A few years later the third pool of the open air bath was built, with plans to organise international swimming competitions. For this purpose bleachers and cabins were constructed but, unfortunately, due to static problems they sank down and were demolished. The Olympic champion Johnny Weissmuller (Tarzan) swam in this pool against Dr. István Bárány Olympic silver medalist, our European champion. The new swimming pool was built replacing this one.
On the hillside, there are terraces with beautifully designed sunbathing areas, pines and gorgeous perennial flowers. Its uniqueness is due to the sculptures of the park, many of which can still be found in the area. We have been left a legacy of a beautiful, elegant bath with advanced attractions, and we have a duty to nurture and preserve them in the spirit and faith of the past and leave it to our descendants.

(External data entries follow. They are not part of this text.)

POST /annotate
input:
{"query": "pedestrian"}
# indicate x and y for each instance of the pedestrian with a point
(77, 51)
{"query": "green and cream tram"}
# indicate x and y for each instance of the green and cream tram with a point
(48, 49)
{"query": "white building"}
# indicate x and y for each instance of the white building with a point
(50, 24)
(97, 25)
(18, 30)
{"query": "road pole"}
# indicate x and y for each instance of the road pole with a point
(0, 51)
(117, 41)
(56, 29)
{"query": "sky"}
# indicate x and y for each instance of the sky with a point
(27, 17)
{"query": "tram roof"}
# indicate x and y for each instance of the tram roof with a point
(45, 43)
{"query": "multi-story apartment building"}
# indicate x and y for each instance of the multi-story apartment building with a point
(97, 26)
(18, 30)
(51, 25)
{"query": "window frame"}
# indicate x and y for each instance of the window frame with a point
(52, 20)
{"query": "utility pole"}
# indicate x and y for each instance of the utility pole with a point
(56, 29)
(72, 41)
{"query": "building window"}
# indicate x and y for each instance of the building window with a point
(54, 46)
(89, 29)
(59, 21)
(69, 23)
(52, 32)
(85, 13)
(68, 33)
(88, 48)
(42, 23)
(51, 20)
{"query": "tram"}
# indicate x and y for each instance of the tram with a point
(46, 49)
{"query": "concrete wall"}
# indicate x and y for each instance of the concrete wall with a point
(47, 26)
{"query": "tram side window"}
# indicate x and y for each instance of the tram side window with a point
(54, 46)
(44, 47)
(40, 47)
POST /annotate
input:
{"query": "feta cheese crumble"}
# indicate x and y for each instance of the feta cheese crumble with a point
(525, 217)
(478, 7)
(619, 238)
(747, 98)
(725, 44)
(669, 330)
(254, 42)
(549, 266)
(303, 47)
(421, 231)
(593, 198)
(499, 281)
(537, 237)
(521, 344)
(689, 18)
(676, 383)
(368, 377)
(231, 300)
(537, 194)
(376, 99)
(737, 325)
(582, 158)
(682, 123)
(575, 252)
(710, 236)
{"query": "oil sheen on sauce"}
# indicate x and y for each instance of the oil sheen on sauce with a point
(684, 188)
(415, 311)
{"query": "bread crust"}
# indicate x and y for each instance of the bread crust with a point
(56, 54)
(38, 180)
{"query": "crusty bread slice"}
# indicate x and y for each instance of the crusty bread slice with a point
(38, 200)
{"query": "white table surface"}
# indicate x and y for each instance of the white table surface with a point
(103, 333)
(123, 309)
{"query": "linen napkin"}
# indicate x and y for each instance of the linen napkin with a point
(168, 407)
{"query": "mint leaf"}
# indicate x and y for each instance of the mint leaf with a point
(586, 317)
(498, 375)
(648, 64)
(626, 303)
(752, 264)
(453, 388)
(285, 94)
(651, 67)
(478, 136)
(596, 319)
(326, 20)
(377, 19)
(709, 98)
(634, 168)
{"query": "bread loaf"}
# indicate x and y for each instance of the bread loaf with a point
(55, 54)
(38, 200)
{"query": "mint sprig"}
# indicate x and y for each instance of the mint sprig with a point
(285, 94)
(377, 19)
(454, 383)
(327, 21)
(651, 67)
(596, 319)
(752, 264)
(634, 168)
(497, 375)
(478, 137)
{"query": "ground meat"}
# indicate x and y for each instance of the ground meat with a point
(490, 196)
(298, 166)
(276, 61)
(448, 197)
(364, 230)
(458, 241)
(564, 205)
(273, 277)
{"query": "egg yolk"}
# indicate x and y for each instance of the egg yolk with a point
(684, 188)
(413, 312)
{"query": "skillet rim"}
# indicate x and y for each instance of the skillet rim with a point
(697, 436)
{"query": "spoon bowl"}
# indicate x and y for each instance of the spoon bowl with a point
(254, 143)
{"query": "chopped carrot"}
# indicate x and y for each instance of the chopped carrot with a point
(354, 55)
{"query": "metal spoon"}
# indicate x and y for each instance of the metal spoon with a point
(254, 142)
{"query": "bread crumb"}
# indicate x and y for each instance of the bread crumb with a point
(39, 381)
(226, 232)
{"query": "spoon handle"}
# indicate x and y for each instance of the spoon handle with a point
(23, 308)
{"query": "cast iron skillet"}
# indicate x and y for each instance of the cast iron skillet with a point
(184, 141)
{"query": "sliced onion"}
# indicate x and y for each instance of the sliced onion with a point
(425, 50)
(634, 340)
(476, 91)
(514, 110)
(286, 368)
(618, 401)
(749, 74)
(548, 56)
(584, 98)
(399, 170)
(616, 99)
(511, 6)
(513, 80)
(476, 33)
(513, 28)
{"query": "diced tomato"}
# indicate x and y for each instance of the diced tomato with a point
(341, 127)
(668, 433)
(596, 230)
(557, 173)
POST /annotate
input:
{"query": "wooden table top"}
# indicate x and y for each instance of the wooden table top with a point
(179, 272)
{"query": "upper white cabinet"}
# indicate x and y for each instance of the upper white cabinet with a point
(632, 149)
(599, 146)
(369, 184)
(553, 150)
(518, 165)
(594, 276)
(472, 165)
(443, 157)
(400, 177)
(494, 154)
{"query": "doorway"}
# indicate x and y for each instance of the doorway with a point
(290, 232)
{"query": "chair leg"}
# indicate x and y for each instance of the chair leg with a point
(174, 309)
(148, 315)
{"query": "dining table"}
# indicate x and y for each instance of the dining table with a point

In 2017, during the expansion of the baths, before starting the earthworks, the Budapest History Museum carried out a preliminary archaeological excavation. The biggest surprise and sensation was the Roman Celtic carriage grave right at the bottom of the hillside. Approximately 90 cm away from it, another Roman tomb, a heavily disturbed and incomplete children's tomb with a skeleton was found. The richly decorated carriage tomb and the adjacent children's tomb are the only Roman archeological objects in the area.
The complete restoration of the carriage might take years. However, three of the restored bronze sculptures are already exhibited in the Aquincum Museum.